Мы молчали. Все было ясно и так: Гришанин…

Вынырнули из облаков через десять минут. Осмотрелись. Тихо. Темно. Совершенно темно.

Опрашиваю у Евсеева:

- Сколько лететь?

- Сорок пять минут.

И все. Опять молчим. Бледное лицо Гришанина стоит передо мной. И радист приветливо машет рукой. Штурман… Кто у Гришанина штурман? Ах да, Ципляков! Высокий такой. Балагур и гитарист. А воздушный стрелок вроде нашего Китнюка - круглый, как колобок. Нет их. Были - и нет. Ушли в ничто. Мгновенно. Может быть, даже ничего не почувствовав.

А вот и цель. Впереди, слева. Прожектора, зенитки, вспышки рвущихся бомб. Все как надо…

Отбомбились. Отошли от цели. Взяли курс. Вошли в облака. Штурман закурил папиросу. Я не курю, но душистый дымок табака мне приятен. Словно сидишь у кого в гостях за мирным домашним столом. Ровно гудят моторы. Мерцают приборы. Пахнут влагой облака.

Высота - шесть тысяч метров. Холодно. Время от времени я поглядываю на глушитель. Ровный, приятный розовый цвет. Такой же и у правого мотора. Интересно, даст ли нам ощутимую экономию горючего это новшество?

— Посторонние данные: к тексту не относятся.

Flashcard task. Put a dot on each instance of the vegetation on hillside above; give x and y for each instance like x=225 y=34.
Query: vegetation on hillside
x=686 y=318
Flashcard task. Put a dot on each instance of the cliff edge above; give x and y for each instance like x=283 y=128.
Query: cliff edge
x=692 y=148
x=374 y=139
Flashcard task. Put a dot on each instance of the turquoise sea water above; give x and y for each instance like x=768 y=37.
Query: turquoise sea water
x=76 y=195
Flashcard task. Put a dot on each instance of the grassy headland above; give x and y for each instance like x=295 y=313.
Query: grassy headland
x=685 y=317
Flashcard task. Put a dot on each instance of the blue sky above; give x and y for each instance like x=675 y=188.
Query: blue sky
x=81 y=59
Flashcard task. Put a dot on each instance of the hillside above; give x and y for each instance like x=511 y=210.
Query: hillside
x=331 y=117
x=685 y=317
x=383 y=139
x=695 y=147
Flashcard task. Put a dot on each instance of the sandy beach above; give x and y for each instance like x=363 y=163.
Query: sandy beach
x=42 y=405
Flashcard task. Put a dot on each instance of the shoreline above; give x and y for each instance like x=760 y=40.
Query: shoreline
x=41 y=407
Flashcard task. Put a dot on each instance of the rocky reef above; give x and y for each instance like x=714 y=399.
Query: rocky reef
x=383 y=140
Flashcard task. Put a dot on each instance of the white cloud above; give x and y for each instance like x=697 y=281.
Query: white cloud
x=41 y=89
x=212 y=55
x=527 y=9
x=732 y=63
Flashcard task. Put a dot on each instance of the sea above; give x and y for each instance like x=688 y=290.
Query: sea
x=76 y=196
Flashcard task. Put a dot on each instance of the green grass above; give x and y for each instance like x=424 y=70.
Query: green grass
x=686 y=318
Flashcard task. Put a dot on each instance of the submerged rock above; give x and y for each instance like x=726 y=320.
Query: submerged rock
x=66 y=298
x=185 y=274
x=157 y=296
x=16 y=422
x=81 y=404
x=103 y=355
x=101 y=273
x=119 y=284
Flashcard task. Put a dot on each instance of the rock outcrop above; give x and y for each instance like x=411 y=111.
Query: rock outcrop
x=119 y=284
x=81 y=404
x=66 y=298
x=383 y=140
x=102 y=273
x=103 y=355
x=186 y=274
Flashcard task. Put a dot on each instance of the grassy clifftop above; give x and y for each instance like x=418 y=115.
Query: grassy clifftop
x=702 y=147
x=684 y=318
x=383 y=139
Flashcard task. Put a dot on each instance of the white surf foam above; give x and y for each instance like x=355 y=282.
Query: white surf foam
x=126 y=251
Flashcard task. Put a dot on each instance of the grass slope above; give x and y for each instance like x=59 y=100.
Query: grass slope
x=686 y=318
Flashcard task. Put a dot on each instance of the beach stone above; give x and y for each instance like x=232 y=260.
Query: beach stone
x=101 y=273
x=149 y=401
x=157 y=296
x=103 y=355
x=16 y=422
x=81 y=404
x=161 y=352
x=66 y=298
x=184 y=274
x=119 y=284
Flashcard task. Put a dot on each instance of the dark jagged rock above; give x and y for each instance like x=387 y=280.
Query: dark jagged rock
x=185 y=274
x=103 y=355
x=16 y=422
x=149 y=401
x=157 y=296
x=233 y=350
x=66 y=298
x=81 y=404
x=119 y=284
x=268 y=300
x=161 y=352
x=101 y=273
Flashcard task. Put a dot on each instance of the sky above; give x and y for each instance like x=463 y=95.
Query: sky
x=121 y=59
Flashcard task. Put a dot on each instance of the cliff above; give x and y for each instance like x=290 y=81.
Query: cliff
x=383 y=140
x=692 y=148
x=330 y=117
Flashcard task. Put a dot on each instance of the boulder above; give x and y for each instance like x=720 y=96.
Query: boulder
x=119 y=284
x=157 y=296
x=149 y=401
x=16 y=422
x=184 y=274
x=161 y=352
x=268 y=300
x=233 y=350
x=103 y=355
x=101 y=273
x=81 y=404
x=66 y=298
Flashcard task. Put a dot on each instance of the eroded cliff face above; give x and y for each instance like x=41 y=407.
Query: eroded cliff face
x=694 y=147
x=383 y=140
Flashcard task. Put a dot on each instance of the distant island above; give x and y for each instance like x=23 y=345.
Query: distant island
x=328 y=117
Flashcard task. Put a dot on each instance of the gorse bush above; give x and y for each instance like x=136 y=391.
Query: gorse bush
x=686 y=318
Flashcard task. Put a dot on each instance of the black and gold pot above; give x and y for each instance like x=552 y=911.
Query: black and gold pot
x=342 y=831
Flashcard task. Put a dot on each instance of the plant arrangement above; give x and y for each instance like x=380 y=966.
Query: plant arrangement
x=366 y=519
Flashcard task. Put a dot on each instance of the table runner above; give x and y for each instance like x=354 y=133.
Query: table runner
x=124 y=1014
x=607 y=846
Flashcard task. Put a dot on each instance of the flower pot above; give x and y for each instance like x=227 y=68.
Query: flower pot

Наверное, мы уже прошли линию фронта. Но штурман молчит и не просит, чтобы я вышел из облаков для уточнения маршрута. Что ж, ему видней.

Прошло еще минут пятнадцать. Начинаю беспокоиться. Вроде бы пора и курс менять.

Включаю переговорное устройство:

- Николай Гаврилович, ты не спишь? Наверное, пора и курс менять?

- Через восемь минут.

- Снижаться будем?

- Обязательно.

- Тогда пошли?

- Пошли!

Снижаемся. Пять тысяч метров. Четыре. Три! Мы вырвались из облаков.

- Ого! Что это - линия фронта?

Это мы выкрикнули чуть ли не хором. Под нами изломанные полосы пожаров, столбы дыма и нервно шарящие по облакам метелки прожекторных лучей.

Штурман в растерянности:

- Что за ч-черт?

А у меня в глазах силуэт самолета и яркая вспышка… Опять нарвались на то же место.

Синий луч коснулся крыла. Рядом глухо хлопнул крупнокалиберный снаряд.

Мы ушли в облака, растерянные, обескураженные. Что за чертовщина? Судя по времени, линия фронта должна быть далеко позади…

Молча осмысливаем положение. Мне слышно, как вздыхает штурман, взваливая на себя всю ответственность за эту странную историю: потерял ориентировку, факт!

Стрелка индикатора радиополукомпаса, укоризненно кивая мне со своего циферблата, утверждает, что мы уклонились влево.

Евсеев взрывается:

- Черт бы побрал этот РПК! - Щелкает выключателем.- Держи прежний курс. Будем идти еще двадцать минут.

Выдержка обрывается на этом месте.